2017-2018 Federal Budget Expert Analysis - Business Taxation

Key points

  • Major bank liability levy to be introduced

  • Multinational Anti-Avoidance Law regime strengthened

  • Commitment to Ten Year Enterprise Tax Plan reiterated

  • Black economy to be targeted

The main announcement for business taxation was the introduction of a 0.06% levy on Authorised Deposit-taking Institutions (ADIs) with licensed entity liabilities of at least $100 billion from 1 July 2017. In practical terms this is the five largest Australian banks. This amount will be indexed to grow in line with nominal Gross Domestic Product (GDP). The levy is calculated quarterly as 0.015% of an ADI’s licensed entity liabilities. The levy will not apply to deposits of individuals, businesses and other entities protected by the Financial Claims Scheme.
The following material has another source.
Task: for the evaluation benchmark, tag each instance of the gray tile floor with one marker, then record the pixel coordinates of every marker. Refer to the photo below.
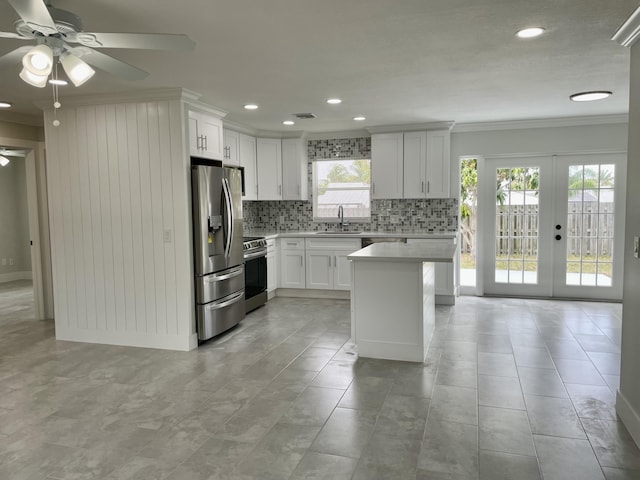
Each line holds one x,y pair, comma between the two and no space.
511,389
The Financial Claims Scheme provides Government protection for depositors up to $250,000 per account holder per ADI. 

For multinational companies, the Multinational Anti-Avoidance Law (MAAL) regime has been strengthened to counter the use of foreign trusts and partnerships in corporate structures effective from 1 January 2016.

The Government has reiterated its commitment to reducing the tax rate to 25% for all businesses, regardless of turnover, to fulfil its promise of rolling out the “Ten Year Enterprise Tax Plan” originally announced in last year’s Budget. Currently a 27.5% tax rate will apply to companies with an aggregated annual turnover of less than $25 million from 1 July 2017 and for companies with an aggregated annual turnover of less than $50 million from 1 July 2018. The tax rate for companies with turnover under $50 million will be reduced to 27% from 1 July 2024, 26% from 1 July 2025 and 25% from 1 July 2026. The Government has indicated that it intends to reintroduce the remaining elements of its Enterprise Tax Plan in the current sitting of Parliament.

In plans to target the black economy, the Government has extended the Taxable Payment Reporting System (TPRS) to the courier and cleaning sectors, extending it from the construction industry. Further, a ban on the manufacture, distribution, possession use or sale of sales suppression technology has been implemented which allowed businesses to falsify records and avoid paying tax.


LexisNexis Capital Monitor Summary:

The instant asset write-off programme and incentive payments for cutting red tape are highlights of the Budget boost for small business this year.  Small Business Minister Michael McCormack will extend the immediate deductibility rules for a further 12 months - to 30 June 2018 - allowing small businesses with an annual turnover of up to $10 million to immediately deduct eligible assets each costing less than $20,000.

The Turnbull Government is set to continue to strengthen the integrity of Australia's tax system by reducing opportunities for multinational tax avoidance and shining a light on the black economy. Action to shut down loopholes and tackle tax avoidance includes introducing a strong Diverted Profits Tax and establishing a Tax Avoidance Taskforce in the Australian Taxation Office (ATO). The Diverted Profits Tax imposes a 40 per cent penalty tax rate on Australian profits artificially shifted offshore by large multinationals. Commencing on 1 July it will provide the ATO with a formidable new tool to stamp out multinational tax avoidance. The Turnbull Government's legislation will prevent large corporates using schemes to avoid Australian taxation by transferring profits or assets offshore through related party transactions that lack economic substance.